— Il est impossible de répondre à de pareilles questions… Je refuse de répondre, murmura Stavroguine ; il aurait fort bien pu se lever et sortir, mais il n’en fit rien.
— Moi non plus je ne sais pas pourquoi le mal est laid et pourquoi le bien est beau, continua Chatoff tout tremblant, — mais je sais pourquoi le sentiment de cette différence se perd chez les Stavroguine. Savez-vous pourquoi vous avez fait un mariage si honteux et si lâche ? Justement parce que la honte et la stupidité de cet acte vous paraissent être du génie ! Oh ! vous ne flânez pas au bord de l’abîme, vous vous y jetez hardiment la tête la première !… Il y avait là un audacieux défi au sens commun, c’est ce qui vous a séduit ! Stavroguine épousant une mendiante boiteuse et idiote ! Quand vous avez mordu l’oreille du gouverneur, avez-vous senti une jouissance ? En avez-vous senti ? Petit aristocrate désoeuvré, en avez-vous senti ?
— Vous êtes un psychologue, — répondit Stavroguine de plus en plus pâle, — quoique vous vous soyez mépris en partie sur les causes de mon mariage… Qui, du reste, peut vous avoir donné tous ces renseignements ? ajouta-t-il avec un sourire forcé, — serait- ce Kiriloff ? Mais il ne prenait point part…
— Vous pâlissez ?
— Que voulez-vous donc ? répliqua Nicolas Vsévolodovitch élevant enfin la voix, — depuis une demi-heure je subis votre knout, et vous pourriez au moins me congédier poliment… si en effet vous n’avez aucun motif raisonnable pour en user ainsi avec moi.

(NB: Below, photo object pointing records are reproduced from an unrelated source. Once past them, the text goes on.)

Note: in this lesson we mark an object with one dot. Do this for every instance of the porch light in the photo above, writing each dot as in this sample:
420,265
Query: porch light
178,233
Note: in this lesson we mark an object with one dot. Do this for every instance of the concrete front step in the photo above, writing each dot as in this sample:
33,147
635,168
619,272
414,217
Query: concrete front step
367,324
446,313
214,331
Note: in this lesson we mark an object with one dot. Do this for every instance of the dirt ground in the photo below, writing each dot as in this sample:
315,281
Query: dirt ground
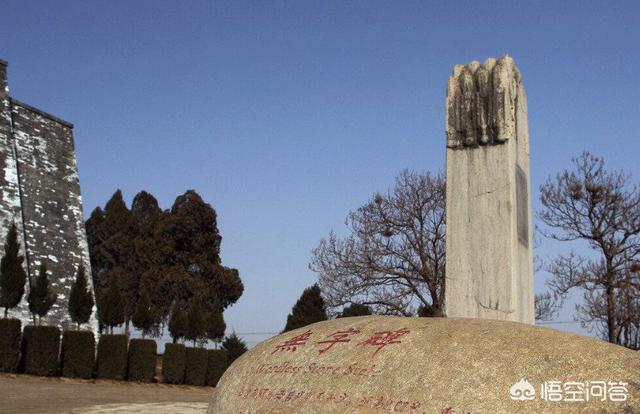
27,394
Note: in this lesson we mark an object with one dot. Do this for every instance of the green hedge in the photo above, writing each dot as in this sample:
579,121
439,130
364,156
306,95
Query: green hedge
10,336
216,365
41,350
112,357
174,363
142,360
78,356
196,366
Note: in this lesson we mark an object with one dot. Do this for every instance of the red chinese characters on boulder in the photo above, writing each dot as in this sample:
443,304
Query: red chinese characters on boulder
292,344
338,337
385,338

— Aucun motif raisonnable ?
— Sans doute. À tout le moins vous deviez m’expliquer enfin votre but. J’attendais toujours que vous le fissiez, mais au lieu de l’explication espérée, je n’ai trouvé chez vous qu’une colère folle. Ouvrez-moi la porte, je vous prie.
Il se leva pour sortir. Chatoff furieux s’élança sur ses pas.
— Baisez la terre, arrosez-la de vos larmes, demandez pardon ! cria-t-il en saisissant le visiteur par l’épaule.